Certain people persist in blaming me for her weight gain since I am obviously not meeting her emotional needs. Because EN is such a conveniently vague accusation I am glad that uniqueone chose to elaborate in post #240 - her amusing (but fictional) tale is not applicable in the least!!

 

My wife does not work outside the home (SAHM, her decision).

On MWF she is free 9a-3p since both kids are in school then.

On evenings and weekends I try to split all the home duties (homework, kids baths, carpools, kitchen cleanup, activities with kids, etc).

She has more opportunity (free time) now than ever before to work out.

No I am not perfect - I have moments of laziness (who doesnt?). At times I certainly take my wife granted.
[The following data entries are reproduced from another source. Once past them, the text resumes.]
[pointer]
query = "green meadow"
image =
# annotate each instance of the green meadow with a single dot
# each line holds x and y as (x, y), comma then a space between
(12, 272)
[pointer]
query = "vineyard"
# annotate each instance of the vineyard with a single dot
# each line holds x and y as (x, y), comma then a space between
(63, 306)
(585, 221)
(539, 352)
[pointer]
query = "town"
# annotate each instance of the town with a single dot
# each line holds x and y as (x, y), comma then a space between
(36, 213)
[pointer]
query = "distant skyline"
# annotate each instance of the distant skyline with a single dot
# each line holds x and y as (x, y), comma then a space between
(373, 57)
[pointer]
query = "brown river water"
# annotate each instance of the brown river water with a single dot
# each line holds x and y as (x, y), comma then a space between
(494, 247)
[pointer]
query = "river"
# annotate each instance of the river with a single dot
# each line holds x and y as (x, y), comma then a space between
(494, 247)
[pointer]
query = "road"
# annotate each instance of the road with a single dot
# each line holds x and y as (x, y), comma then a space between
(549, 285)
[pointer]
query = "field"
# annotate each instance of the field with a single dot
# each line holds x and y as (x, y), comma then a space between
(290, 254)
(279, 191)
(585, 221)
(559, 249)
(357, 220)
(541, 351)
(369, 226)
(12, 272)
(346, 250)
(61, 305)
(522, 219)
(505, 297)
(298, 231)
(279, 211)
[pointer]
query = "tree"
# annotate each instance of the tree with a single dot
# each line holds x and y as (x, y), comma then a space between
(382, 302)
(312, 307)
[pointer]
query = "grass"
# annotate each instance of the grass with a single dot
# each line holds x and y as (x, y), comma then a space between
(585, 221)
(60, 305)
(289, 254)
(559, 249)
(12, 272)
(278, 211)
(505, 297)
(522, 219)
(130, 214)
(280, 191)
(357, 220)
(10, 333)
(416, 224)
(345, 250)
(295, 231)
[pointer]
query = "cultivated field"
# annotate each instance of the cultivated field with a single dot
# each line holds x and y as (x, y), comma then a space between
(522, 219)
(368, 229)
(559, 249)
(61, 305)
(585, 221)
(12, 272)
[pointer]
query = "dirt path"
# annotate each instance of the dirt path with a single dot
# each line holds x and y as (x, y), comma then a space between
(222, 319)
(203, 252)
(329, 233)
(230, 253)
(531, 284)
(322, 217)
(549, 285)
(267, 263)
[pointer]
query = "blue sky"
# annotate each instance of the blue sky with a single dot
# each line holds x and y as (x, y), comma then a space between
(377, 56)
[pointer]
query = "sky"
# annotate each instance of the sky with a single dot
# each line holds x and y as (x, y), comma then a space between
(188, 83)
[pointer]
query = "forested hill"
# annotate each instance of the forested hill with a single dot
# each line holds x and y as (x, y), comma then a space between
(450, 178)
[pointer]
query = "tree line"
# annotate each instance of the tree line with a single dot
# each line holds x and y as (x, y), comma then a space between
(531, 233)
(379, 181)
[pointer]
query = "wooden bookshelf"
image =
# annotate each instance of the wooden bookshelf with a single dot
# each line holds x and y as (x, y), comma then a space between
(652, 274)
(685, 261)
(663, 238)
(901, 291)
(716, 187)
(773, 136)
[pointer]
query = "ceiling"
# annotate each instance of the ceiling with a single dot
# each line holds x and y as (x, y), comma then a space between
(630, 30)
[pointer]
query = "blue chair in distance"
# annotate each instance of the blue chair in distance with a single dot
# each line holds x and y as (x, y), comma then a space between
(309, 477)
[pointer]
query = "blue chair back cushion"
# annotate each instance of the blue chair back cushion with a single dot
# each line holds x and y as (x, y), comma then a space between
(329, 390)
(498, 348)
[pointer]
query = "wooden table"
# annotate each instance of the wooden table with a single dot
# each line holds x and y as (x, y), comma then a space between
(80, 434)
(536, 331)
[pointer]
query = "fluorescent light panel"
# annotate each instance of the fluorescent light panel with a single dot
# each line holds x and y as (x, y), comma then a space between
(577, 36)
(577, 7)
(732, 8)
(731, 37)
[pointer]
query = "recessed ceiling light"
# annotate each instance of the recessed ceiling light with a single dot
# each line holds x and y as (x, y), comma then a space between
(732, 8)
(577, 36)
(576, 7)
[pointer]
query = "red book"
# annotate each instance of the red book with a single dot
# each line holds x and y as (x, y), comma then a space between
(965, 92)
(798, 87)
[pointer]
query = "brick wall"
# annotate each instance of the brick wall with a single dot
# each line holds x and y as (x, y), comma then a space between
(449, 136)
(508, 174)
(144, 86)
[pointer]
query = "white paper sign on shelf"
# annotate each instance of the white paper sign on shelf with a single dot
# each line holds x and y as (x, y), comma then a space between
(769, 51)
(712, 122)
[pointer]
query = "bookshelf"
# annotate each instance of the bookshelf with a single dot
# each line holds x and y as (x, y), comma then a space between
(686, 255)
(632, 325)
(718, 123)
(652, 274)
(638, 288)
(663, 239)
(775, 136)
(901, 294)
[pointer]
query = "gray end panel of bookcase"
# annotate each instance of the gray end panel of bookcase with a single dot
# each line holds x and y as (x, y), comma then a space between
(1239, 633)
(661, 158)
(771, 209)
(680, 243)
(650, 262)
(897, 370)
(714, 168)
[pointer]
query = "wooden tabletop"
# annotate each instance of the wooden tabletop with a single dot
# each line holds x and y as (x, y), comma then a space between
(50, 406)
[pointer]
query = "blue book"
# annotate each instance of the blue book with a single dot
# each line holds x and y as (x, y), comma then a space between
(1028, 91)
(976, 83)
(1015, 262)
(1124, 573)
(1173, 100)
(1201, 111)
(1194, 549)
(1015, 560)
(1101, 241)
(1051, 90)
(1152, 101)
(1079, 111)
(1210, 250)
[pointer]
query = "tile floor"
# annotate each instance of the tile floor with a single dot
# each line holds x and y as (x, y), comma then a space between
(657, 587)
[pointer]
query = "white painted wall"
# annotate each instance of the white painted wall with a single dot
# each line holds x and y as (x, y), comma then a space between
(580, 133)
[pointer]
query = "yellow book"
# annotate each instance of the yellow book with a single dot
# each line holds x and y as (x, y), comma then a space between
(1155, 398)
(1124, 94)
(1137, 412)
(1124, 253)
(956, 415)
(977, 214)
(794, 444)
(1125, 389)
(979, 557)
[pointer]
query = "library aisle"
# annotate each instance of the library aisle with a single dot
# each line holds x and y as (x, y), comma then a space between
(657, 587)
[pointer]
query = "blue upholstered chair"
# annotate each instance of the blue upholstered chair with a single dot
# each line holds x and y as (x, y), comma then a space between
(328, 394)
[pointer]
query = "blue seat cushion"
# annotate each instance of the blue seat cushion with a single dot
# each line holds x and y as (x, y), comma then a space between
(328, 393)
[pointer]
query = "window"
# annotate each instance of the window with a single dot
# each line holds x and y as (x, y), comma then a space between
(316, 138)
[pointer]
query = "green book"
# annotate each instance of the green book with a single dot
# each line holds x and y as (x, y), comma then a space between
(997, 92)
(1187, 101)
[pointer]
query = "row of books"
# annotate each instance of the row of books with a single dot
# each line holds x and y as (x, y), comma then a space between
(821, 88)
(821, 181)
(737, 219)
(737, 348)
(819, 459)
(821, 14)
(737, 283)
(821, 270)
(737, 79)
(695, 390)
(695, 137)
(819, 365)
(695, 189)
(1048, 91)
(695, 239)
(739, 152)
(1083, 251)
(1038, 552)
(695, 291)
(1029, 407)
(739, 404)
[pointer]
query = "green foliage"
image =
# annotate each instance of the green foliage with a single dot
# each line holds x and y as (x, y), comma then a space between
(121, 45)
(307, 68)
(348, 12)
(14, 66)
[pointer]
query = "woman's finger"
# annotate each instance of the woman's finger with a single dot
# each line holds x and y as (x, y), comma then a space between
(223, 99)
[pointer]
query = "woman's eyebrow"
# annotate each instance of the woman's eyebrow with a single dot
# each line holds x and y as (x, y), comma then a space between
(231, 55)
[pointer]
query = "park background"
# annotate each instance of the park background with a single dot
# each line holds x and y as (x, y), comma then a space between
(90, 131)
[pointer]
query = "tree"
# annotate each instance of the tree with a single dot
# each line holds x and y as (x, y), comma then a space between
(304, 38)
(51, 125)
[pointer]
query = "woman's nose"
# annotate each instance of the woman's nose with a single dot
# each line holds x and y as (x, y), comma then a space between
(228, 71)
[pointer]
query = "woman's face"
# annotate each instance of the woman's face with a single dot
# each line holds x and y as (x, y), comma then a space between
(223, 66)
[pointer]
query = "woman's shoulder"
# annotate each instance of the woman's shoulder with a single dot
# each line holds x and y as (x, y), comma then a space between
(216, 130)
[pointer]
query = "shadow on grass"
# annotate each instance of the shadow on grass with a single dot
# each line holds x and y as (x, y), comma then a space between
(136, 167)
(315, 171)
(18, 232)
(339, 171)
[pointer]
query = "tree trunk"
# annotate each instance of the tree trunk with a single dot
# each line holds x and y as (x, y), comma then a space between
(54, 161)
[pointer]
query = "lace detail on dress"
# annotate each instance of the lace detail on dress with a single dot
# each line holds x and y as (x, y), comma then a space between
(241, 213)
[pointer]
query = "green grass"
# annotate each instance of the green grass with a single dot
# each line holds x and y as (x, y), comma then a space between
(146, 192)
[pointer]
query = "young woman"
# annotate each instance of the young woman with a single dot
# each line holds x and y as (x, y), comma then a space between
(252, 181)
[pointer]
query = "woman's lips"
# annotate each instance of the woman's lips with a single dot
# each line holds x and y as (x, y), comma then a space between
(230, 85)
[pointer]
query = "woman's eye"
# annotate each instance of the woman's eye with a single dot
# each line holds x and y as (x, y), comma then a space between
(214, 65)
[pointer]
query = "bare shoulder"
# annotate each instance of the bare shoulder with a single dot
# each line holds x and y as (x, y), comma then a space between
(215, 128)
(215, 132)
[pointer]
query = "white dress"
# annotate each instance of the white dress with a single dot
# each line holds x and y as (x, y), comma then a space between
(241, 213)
At times my job has me work long hours or occasional travel, and my wife must pick up the slack. She acknowledges this and because she gets schoolday breaks it all evens out.

Yes my wife does all the cooking and shopping and laundry - this is totally by her choice - and I do plenty of stuff that suit me better (home/car/appliances/yard maintenance, etc).

 

Overall the honest reality is that both of us (me and her) bust our asses to be equally good parents. In most ways we are a very effective team. And while some would love to just blame me, the fact is that my own house is in order - I take care of myself physically AND (according to uniqueone's post #240) I also take care of her emotionally.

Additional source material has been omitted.